Jim Meyer had plans to become a Professional Baseball player someday. He once hit four home runs at the age of 16 on Bosse Field, where Madonna filmed “Field of Dreams.” His league won many playoff games, entering them into the World Series. Being the lead hitter sparked this career dream, but his family recommended he pursue something else.
Jim attended the University of Evansville to study Engineering. “It was the hardest thing I’ve ever done, getting my degree,” Jim says. He kept himself occupied with a difficult degree and joined the Sigma Alpha Epsilon Indiana Epsilon chapter, where he enjoyed their lawn parties and dancing to the live band. Jim expanded on his membership by upholding rush chairman twice and president. Something he didn’t realize at the time was that their first-ever SAE sweetheart was going to become his wife someday.
A few months upon graduation, Jim came across an ad in their union blog that mentioned a NASA personnel manager was coming to interview engineers to work on the Apollo Program. Once Jim met with them, he was encouraged to apply and got accepted to Manned Spacecraft Center (MSC) and Kennedy Space Center (KSC). He secured his job with MSC outside of Houston, Texas, and spent the next year and a half there as a Design Engineer.
He designed seats for Jim Irvin (Apollo 15 LM plot) to use while certifying the Lunar Module. Irvin was the first astronaut he had met. He also designed a Command Module and LM mockup for underwater training, which made the cover of Aviation Week.
In 1968, he transferred to KSC because of an opening in the Spacecraft Operations Office. This was just in time for his first launch, Apollo 7. He arrived in March of that year, and his boss took him under his wing to learn about their contractors and functions. He also took courses on their hardware and met extraordinary operation and engineering folks. He was only 24 at the time.
“The thing that impressed me most was how dedicated everyone was and how great of a job they did!”
Jim ended up with 165 missions consisting of every launch NASA had for 37 years, except the Shuttle. Jim had 35 at the Vandenberg Air Force Base in California, one in Kodiak, Alaska, and two out of Wallops. The rest were from Cape Canaveral and Kennedy Space Center.

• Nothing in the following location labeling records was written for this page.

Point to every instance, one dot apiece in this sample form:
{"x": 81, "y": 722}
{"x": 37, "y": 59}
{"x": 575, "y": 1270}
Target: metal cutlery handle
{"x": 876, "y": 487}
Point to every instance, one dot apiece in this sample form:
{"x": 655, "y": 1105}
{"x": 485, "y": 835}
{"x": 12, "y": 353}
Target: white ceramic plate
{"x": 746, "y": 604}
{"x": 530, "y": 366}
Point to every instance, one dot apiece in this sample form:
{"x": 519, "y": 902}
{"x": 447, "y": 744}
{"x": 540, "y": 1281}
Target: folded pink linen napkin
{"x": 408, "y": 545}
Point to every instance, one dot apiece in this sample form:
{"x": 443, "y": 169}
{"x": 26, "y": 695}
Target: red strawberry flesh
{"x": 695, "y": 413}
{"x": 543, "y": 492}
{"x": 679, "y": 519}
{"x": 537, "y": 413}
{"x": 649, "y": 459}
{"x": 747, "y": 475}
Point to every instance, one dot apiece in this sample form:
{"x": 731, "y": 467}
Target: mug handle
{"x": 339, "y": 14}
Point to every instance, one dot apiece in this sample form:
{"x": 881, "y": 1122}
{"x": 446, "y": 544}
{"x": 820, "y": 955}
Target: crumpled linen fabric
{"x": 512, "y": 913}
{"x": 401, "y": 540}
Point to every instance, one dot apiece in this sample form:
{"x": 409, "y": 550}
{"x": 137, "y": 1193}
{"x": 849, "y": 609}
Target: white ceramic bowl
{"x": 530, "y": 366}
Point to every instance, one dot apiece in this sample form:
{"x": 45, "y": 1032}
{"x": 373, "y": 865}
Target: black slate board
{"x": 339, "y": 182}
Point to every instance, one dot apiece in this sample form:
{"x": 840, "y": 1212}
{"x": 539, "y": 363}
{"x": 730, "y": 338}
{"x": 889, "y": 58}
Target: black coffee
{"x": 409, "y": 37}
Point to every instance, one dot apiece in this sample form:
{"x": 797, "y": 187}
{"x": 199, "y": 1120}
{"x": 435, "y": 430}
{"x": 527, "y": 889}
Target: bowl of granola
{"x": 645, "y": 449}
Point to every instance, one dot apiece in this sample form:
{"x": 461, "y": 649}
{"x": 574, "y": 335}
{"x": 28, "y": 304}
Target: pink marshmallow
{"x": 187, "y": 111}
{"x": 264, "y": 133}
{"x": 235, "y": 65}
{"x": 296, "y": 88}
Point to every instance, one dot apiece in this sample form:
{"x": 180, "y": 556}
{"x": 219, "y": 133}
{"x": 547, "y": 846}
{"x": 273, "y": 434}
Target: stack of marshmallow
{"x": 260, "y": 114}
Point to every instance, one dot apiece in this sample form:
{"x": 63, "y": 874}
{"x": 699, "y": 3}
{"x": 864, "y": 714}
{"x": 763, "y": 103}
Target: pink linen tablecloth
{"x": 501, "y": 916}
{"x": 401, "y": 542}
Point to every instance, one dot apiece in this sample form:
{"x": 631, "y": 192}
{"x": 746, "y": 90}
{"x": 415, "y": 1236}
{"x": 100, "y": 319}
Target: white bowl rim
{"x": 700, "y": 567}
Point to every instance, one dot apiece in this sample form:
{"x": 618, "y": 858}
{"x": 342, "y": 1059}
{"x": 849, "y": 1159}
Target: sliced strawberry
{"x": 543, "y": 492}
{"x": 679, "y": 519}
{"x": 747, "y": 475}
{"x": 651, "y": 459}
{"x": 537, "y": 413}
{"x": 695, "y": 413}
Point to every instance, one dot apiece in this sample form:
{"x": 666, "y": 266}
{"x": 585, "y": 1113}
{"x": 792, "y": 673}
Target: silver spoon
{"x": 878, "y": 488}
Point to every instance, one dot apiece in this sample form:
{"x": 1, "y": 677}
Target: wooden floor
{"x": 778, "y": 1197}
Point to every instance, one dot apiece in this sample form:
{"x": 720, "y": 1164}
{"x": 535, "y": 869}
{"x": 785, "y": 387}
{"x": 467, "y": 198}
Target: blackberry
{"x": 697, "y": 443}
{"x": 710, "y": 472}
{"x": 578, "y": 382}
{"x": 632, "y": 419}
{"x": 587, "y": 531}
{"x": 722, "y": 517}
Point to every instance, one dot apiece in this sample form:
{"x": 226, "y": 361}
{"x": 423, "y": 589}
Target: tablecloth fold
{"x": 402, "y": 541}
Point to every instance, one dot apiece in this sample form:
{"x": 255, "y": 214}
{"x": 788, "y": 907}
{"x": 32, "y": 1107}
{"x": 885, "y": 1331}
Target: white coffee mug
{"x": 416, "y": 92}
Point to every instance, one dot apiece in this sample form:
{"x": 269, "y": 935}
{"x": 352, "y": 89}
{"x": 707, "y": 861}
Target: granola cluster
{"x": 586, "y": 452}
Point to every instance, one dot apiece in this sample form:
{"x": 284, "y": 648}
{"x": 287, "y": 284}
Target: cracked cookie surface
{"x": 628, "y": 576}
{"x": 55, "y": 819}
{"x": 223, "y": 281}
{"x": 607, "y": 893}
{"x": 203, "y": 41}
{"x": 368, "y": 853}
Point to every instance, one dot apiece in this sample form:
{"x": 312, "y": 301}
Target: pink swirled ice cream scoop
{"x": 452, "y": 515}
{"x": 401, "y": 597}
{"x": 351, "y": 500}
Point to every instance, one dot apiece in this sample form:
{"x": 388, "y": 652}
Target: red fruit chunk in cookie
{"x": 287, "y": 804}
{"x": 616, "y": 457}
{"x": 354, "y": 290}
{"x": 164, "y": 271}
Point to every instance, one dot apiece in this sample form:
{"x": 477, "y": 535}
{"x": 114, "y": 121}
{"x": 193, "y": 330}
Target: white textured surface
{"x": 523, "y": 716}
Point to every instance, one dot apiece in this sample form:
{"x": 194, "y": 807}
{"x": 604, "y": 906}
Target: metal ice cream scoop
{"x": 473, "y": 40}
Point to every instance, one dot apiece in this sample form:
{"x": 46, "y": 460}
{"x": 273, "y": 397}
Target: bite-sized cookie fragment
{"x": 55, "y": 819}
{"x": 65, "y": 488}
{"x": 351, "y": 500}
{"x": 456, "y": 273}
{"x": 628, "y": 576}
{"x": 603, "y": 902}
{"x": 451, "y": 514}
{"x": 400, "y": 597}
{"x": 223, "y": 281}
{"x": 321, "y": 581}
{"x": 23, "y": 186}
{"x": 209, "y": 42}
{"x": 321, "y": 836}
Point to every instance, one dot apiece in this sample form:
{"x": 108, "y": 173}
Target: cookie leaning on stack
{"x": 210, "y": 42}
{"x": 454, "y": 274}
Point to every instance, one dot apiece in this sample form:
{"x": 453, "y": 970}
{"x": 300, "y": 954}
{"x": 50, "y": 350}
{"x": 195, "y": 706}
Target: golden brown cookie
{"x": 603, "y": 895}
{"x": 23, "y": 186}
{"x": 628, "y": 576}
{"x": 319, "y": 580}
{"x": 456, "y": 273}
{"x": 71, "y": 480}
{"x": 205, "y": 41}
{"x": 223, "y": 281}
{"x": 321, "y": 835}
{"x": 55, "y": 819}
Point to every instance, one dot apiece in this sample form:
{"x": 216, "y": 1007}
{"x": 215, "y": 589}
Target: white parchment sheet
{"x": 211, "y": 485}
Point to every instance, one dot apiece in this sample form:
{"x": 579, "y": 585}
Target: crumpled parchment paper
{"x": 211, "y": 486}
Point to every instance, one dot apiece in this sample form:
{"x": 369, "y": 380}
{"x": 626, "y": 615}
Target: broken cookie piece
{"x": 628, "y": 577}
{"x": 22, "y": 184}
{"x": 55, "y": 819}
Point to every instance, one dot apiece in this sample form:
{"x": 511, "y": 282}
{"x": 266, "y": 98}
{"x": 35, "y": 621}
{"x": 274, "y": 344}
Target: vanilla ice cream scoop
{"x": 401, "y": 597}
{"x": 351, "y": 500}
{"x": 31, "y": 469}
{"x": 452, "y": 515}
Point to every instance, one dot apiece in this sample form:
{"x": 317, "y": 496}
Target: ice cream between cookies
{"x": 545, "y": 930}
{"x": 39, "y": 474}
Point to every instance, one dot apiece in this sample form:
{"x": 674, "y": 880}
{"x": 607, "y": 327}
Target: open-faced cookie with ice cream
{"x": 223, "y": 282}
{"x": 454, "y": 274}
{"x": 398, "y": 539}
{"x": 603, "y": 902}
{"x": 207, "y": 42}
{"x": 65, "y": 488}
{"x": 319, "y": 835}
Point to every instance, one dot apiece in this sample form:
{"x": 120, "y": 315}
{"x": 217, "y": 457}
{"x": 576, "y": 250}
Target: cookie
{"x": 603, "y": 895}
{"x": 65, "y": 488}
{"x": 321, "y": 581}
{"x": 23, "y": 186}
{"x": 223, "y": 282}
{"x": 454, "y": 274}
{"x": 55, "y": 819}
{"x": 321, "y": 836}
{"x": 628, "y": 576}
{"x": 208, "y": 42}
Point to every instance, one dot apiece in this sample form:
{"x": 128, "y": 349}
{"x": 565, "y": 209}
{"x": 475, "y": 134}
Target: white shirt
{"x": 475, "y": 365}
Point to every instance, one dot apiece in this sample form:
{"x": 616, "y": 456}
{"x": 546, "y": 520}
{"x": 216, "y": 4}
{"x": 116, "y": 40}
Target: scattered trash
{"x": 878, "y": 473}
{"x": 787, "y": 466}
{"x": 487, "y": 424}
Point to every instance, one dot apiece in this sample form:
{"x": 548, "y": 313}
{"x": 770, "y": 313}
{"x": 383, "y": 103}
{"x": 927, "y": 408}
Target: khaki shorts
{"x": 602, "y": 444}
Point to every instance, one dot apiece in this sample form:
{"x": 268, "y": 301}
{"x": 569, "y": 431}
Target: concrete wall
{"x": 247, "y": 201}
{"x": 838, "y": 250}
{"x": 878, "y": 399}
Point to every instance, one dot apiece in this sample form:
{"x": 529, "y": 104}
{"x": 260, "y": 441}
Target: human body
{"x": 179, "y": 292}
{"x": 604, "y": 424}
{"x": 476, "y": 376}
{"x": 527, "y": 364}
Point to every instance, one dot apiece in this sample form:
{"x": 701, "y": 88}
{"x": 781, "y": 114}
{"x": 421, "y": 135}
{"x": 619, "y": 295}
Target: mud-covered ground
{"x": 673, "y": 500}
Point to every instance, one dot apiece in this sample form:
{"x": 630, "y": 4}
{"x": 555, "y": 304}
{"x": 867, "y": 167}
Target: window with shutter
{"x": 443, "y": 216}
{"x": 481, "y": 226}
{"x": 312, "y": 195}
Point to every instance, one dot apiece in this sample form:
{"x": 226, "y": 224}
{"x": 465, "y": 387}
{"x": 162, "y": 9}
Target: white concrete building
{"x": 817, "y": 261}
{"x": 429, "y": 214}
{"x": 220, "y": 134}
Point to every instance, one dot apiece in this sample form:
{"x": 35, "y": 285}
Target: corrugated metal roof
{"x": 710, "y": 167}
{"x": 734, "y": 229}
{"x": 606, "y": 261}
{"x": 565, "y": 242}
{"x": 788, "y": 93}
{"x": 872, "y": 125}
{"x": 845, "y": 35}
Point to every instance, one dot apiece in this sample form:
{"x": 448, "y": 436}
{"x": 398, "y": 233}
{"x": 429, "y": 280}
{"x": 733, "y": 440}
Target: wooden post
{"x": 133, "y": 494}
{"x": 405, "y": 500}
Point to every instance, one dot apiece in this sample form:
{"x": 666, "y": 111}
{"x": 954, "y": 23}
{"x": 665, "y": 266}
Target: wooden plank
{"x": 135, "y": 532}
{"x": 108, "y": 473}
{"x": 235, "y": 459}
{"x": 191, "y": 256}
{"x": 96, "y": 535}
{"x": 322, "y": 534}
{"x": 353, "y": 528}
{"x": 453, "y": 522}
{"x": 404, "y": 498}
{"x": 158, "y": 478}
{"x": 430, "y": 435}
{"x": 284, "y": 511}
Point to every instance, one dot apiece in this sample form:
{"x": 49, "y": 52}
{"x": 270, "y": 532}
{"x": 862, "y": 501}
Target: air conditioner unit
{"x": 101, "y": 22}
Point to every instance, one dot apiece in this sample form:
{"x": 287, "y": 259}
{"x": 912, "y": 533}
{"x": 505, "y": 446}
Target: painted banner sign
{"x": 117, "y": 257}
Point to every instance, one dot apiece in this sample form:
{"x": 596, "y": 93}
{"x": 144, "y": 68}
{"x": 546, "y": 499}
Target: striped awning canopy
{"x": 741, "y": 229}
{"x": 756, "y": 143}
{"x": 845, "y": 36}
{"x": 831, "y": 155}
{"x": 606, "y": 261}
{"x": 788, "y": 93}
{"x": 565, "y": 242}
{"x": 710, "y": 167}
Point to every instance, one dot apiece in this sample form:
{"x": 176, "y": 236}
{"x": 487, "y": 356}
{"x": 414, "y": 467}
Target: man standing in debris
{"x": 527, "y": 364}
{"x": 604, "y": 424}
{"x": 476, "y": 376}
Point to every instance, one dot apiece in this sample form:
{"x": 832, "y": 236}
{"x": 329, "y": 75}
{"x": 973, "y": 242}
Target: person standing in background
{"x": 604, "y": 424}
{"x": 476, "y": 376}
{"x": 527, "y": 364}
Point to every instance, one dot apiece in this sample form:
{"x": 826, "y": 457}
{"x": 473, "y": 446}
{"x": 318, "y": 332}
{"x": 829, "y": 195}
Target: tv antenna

A lot of fun, memorable experiences came out of his NASA journey. He got to be a part of a test conductor when backup was needed. He escorted Neil Armstrong to the CM once and even gave Jim and Marilyn Lovell a tour of the CM. His boss volunteered him to be an astronaut subject for the White Room closeout crew, and they played many beer softball games with Apollo astronauts.
Jim retired in 2003, after the Spirit and Opportunity Rovers Missions to Mars, as the Lead Launch Operations Manager. It was time for him and his family to settle down. “I still enjoy following all the launches and enjoy watching them from my front yard in Cape Canaveral,” he says. “I always tell folks that I traded the “fire breathing birds for the ones that go tweet, tweet” since I’ve gotten into bird watching.”
He has a book in the works that has stemmed from his bird-watching habit. It will cover details of his life, from his college days in Evansville, his start at the Manned Spacecraft Center, to his days at the Kennedy Space Center and the Cape.
His 1969 “Gray Ray” corvette has been a big part of him and reflects greatly on his career path. He had to wait six months for it since Jim Rathman Dealership was leasing them to the Apollo astronauts and taking a lot of the allocation. He drove it out of the Indian River Dealership three months before launching the Apollo 11 Mission to the Moon. Since he called his hot ride “Gray Ray” for its 30th anniversary, he got a license plate with the name on it. For its 50th anniversary, he drove it out to the Cape and KSC and visited everywhere he had worked there in those 35 years.